Il est 16 heures, ce lundi 29 décembre, l’heure du passage de témoin entre deux « gardes ». Les cinq écoutantes du jour se retrouvent dans la cuisine. Pas une simple pause mais un moment de partage essentiel entre celles qui ont fini et celles qui vont commencer. « On a l’habitude de prendre un café ensemble pour se retrouver, se libérer, évacuer et se rassurer, c’est un échange d’expérience », confie l’une d’elles. Ce jour-là, elles ont eu besoin de parler d’un appel. Elles n’en disent pas plus.

La dure période des fêtes

Car la réalité du standard est brutale. En France, SOS Amitié reçoit 3,7 millions d’appels par an, soit un toutes les douze secondes. Ce nombre augmente de 10 à 12 % chaque année. À Bordeaux, ce sont 18 000 appels par an mais, faute d’effectifs, l’association ne peut répondre qu’à un appel sur quatre. « Si nous avions le double d’écoutants, nous prendrions le double d’appels », déplore Bruno Teisseire, président de SOS Amitié Bordeaux depuis trois ans, après avoir été lui-même un écoutant durant ses années d’étudiant et seul habilité à se montrer à visage découvert.

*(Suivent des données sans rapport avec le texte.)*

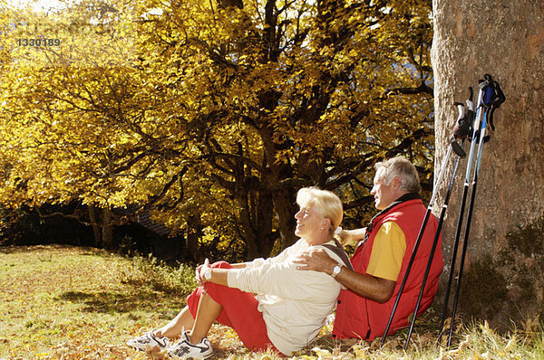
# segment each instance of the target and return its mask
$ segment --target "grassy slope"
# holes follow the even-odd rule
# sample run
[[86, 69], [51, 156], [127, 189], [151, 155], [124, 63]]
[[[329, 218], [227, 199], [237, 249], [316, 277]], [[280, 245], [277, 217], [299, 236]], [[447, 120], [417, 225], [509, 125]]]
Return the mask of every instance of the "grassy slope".
[[[163, 270], [94, 249], [0, 248], [0, 359], [149, 358], [128, 349], [126, 340], [173, 317], [194, 287], [191, 270], [173, 275]], [[425, 329], [423, 319], [406, 354], [396, 346], [405, 333], [389, 336], [379, 349], [377, 342], [334, 344], [325, 327], [298, 357], [544, 358], [541, 332], [504, 337], [473, 325], [445, 351]], [[224, 327], [214, 326], [209, 338], [217, 358], [270, 358], [248, 353]]]

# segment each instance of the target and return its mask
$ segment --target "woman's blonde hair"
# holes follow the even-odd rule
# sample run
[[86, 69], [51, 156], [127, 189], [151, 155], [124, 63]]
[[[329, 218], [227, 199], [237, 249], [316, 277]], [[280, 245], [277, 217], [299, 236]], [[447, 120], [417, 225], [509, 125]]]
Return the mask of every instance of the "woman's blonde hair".
[[296, 204], [300, 207], [313, 204], [315, 210], [324, 218], [330, 219], [329, 233], [335, 235], [335, 231], [342, 223], [344, 208], [340, 198], [332, 191], [322, 190], [318, 187], [303, 187], [296, 194]]

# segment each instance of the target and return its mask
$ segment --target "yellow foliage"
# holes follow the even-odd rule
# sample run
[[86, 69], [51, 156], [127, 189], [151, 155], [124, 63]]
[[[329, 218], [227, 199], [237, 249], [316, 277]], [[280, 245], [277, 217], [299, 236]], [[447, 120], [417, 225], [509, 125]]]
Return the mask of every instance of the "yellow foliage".
[[427, 166], [428, 2], [272, 3], [6, 6], [0, 203], [152, 204], [176, 232], [196, 216], [251, 257], [293, 242], [298, 187], [349, 203], [368, 193], [380, 157]]

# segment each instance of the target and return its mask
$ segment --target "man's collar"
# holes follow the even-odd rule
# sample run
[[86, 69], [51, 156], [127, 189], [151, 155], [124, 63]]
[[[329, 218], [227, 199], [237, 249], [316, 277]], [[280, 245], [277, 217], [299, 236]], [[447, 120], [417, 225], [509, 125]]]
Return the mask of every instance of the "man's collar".
[[393, 209], [393, 207], [397, 206], [400, 204], [405, 203], [407, 201], [410, 200], [416, 200], [416, 199], [420, 199], [421, 200], [421, 196], [418, 193], [408, 193], [408, 194], [404, 194], [403, 196], [399, 197], [398, 199], [396, 199], [395, 201], [393, 201], [393, 203], [391, 203], [389, 204], [389, 206], [387, 206], [385, 209], [382, 210], [381, 212], [379, 212], [378, 213], [376, 213], [372, 220], [370, 221], [371, 223], [374, 222], [374, 219], [382, 216], [383, 214], [388, 213], [391, 209]]

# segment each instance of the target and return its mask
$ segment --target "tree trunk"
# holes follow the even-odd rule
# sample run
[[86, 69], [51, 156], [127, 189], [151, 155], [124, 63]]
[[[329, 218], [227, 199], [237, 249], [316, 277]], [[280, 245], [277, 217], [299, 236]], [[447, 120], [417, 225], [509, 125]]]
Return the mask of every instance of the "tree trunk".
[[[453, 102], [464, 102], [472, 86], [476, 103], [478, 80], [485, 73], [506, 95], [484, 145], [459, 299], [461, 313], [505, 327], [510, 318], [535, 318], [544, 306], [544, 2], [432, 3], [436, 172], [457, 118]], [[465, 166], [466, 159], [442, 230], [446, 275]]]
[[113, 249], [113, 225], [112, 224], [112, 210], [102, 209], [102, 245], [104, 249]]
[[87, 211], [89, 212], [89, 220], [91, 221], [91, 226], [92, 226], [92, 232], [94, 233], [94, 246], [102, 248], [102, 239], [100, 226], [96, 219], [96, 208], [93, 205], [88, 205]]

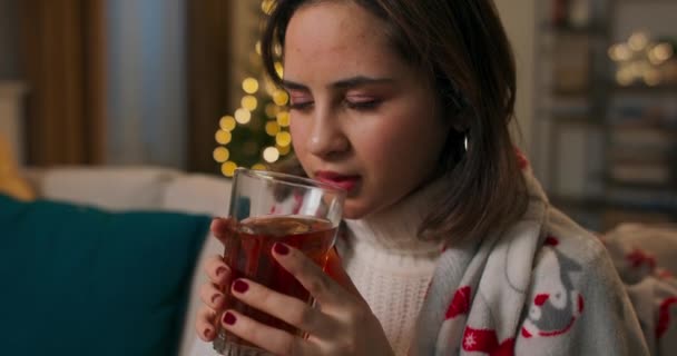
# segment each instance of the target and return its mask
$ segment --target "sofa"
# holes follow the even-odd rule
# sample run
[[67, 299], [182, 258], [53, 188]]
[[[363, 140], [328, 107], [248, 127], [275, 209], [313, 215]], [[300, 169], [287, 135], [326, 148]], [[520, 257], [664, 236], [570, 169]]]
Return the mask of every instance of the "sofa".
[[[158, 167], [56, 167], [47, 169], [29, 168], [22, 170], [38, 198], [42, 201], [62, 201], [75, 207], [91, 207], [124, 214], [126, 211], [160, 211], [178, 214], [178, 219], [188, 215], [204, 217], [208, 226], [209, 217], [225, 216], [228, 210], [230, 180], [223, 177], [186, 174], [175, 169]], [[1, 196], [0, 196], [1, 198]], [[0, 199], [1, 200], [1, 199]], [[0, 218], [2, 216], [0, 201]], [[165, 216], [164, 218], [173, 216]], [[0, 234], [3, 231], [0, 220]], [[180, 340], [175, 340], [176, 347], [170, 354], [180, 356], [203, 356], [212, 354], [210, 345], [200, 342], [195, 332], [195, 314], [200, 305], [199, 286], [206, 281], [200, 270], [203, 260], [212, 255], [222, 253], [223, 246], [205, 228], [204, 236], [198, 238], [199, 246], [192, 263], [175, 274], [186, 274], [181, 286], [186, 289], [187, 299], [181, 314], [185, 318], [179, 323], [177, 332]], [[675, 227], [647, 227], [641, 225], [624, 225], [601, 236], [621, 278], [628, 284], [628, 291], [637, 307], [638, 316], [644, 319], [647, 330], [654, 330], [656, 323], [664, 323], [663, 314], [677, 310], [677, 284], [670, 277], [677, 275], [677, 229]], [[81, 241], [86, 241], [85, 237]], [[2, 239], [0, 239], [2, 243]], [[0, 246], [0, 253], [2, 253]], [[155, 246], [151, 247], [155, 249]], [[157, 247], [163, 248], [160, 246]], [[2, 260], [0, 259], [0, 280], [2, 277]], [[664, 268], [658, 268], [664, 267]], [[666, 279], [667, 278], [667, 279]], [[48, 294], [49, 295], [49, 294]], [[1, 300], [2, 294], [0, 294]], [[645, 300], [645, 301], [642, 301]], [[665, 300], [675, 300], [674, 305], [665, 305]], [[641, 306], [645, 305], [645, 306]], [[638, 307], [641, 306], [641, 307]], [[2, 307], [2, 305], [0, 305]], [[7, 307], [7, 306], [6, 306]], [[11, 307], [11, 306], [10, 306]], [[667, 308], [670, 307], [668, 310]], [[665, 310], [664, 310], [665, 309]], [[183, 313], [185, 310], [185, 314]], [[30, 315], [30, 313], [28, 313]], [[31, 317], [36, 317], [31, 315]], [[39, 317], [39, 316], [38, 316]], [[105, 322], [104, 322], [105, 323]], [[665, 324], [665, 323], [664, 323]], [[37, 323], [39, 325], [39, 323]], [[661, 324], [663, 325], [663, 324]], [[677, 335], [677, 322], [664, 325], [669, 335]], [[10, 328], [13, 326], [9, 326]], [[69, 327], [69, 326], [67, 326]], [[28, 335], [31, 335], [30, 330]], [[677, 349], [675, 337], [656, 339], [653, 332], [647, 332], [647, 340], [651, 354], [663, 350]], [[3, 337], [0, 326], [0, 342]], [[27, 334], [27, 333], [23, 333]], [[19, 330], [19, 334], [20, 330]], [[128, 334], [134, 335], [134, 334]], [[39, 335], [38, 335], [39, 336]], [[68, 336], [66, 342], [78, 343], [78, 335]], [[7, 340], [4, 340], [7, 342]], [[115, 340], [133, 343], [130, 339]], [[163, 343], [173, 340], [163, 339]], [[3, 343], [4, 344], [4, 343]], [[106, 353], [101, 345], [97, 355], [157, 355], [158, 353]], [[119, 348], [118, 348], [119, 349]], [[23, 353], [26, 354], [26, 353]], [[62, 355], [63, 353], [51, 353]], [[69, 355], [88, 355], [90, 353], [70, 353]], [[161, 353], [160, 353], [161, 354]], [[668, 352], [671, 354], [671, 352]], [[166, 355], [166, 354], [163, 354]]]
[[[22, 172], [41, 199], [105, 211], [174, 211], [213, 217], [225, 216], [228, 209], [230, 180], [224, 177], [157, 167], [28, 168]], [[193, 278], [180, 333], [180, 356], [190, 355], [198, 340], [194, 332], [195, 313], [200, 304], [199, 285], [206, 280], [199, 266], [223, 248], [206, 234], [195, 265], [186, 271]], [[200, 347], [204, 349], [206, 345]]]

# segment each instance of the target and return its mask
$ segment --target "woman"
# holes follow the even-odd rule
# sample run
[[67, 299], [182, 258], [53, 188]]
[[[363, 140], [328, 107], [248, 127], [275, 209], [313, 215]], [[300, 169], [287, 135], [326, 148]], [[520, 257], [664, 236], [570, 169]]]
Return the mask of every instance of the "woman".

« L’association ne peut répondre qu’à un appel sur quatre. Si nous avions le double d’écoutants, nous prendrions le double d’appels »

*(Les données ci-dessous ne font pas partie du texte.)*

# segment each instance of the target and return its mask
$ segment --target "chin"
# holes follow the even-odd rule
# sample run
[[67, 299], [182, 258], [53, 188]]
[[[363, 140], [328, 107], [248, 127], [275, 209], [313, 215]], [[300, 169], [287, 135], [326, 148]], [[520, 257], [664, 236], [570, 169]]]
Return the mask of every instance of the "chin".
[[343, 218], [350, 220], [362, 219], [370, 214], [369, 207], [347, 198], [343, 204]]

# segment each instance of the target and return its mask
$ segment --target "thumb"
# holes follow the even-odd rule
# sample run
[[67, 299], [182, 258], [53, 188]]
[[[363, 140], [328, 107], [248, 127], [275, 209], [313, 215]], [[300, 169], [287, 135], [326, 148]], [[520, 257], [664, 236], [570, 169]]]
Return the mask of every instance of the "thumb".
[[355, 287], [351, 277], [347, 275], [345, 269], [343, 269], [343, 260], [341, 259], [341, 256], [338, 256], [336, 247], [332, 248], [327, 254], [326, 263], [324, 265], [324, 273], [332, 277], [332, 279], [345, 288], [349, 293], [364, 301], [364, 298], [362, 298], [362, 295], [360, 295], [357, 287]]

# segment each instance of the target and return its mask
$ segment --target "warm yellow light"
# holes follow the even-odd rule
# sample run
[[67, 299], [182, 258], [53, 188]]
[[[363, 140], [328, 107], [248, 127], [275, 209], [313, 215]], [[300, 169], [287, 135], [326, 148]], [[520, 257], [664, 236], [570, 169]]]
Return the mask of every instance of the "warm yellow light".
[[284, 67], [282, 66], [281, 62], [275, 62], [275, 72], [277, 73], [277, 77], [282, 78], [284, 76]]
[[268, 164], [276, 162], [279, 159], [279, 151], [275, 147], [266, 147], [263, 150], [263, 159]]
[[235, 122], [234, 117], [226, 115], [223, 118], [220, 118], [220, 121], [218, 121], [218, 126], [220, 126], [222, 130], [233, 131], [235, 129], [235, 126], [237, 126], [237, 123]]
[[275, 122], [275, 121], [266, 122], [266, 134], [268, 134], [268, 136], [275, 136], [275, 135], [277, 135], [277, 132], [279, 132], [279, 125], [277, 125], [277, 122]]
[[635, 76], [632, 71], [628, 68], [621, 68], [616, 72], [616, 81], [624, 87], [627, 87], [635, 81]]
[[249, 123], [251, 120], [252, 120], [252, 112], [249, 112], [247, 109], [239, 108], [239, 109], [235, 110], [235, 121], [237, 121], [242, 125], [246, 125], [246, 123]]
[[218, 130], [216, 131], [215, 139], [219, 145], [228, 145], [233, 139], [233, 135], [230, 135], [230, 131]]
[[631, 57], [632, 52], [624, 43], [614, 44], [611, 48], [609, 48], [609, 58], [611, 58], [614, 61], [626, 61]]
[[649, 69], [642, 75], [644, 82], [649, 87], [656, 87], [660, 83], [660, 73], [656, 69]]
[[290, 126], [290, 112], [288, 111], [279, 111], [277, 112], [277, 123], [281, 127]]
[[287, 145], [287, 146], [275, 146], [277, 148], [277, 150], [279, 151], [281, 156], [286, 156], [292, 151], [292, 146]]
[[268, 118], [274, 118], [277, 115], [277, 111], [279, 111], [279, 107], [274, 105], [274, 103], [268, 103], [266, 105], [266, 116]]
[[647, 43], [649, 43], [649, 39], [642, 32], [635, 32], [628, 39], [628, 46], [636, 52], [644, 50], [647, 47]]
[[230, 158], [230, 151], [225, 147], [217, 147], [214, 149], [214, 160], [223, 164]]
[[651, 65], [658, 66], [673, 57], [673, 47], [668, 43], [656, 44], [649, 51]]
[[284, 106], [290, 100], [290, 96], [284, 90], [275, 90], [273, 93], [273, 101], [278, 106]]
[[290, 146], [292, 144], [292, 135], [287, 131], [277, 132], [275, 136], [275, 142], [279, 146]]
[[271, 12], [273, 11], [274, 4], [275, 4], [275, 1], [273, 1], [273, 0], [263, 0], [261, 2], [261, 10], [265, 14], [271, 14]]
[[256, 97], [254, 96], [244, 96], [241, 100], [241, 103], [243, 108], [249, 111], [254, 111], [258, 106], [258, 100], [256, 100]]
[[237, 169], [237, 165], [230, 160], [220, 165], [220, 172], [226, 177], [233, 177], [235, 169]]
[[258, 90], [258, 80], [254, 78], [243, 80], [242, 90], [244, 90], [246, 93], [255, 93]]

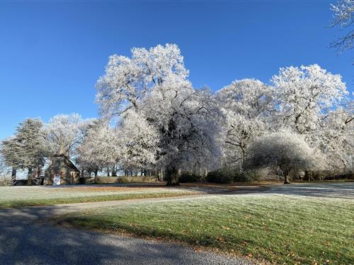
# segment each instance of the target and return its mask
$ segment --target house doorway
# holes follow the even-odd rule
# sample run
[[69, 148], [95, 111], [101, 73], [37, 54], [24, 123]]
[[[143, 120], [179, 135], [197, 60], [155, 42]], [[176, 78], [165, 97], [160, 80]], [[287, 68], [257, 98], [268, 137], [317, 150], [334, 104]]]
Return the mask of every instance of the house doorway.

La détresse ne connaît pas de trêve ; au contraire, elle se cristallise pendant les fêtes. « Ce sont des gens qui n’ont rien à acheter à personne, qui voient les familles se réunir alors qu’ils sont isolés, esseulés », glisse le président.

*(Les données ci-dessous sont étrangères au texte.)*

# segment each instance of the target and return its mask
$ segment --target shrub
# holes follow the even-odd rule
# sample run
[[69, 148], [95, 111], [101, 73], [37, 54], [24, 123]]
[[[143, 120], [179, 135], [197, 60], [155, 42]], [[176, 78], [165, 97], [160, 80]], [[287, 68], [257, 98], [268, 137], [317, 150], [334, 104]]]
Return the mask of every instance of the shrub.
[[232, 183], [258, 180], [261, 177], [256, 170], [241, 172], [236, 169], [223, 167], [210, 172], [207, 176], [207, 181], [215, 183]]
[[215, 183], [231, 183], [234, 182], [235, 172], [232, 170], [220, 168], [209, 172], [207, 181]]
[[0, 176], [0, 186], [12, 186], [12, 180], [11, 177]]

Une tendance plus inquiétante émerge depuis trois ou quatre ans : l’augmentation des appels des 10-12 ans qui se confient (via le tchat qui complète le téléphone). « Harcèlement scolaire ou sur les réseaux sociaux, familles éclatées : les rapports sont finalement plus violents par écran interposé qu’en direct », fait remarquer Françoise (1), bénévole depuis seize ans.

Des mots sur les maux

Qui écoute ? Statistiquement, deux tiers de femmes et autant de retraités. À Bordeaux, un lien unit celles que nous avons écoutées : l’empathie, l’envie de se rendre utiles. Elles sont venues à SOS Amitié par une annonce, ou par le site Internet jeveuxaider.gouv.fr

« Cela m’a appris à m’écouter davantage, à faire plus attention à mes propres émotions. On enlève l’armure »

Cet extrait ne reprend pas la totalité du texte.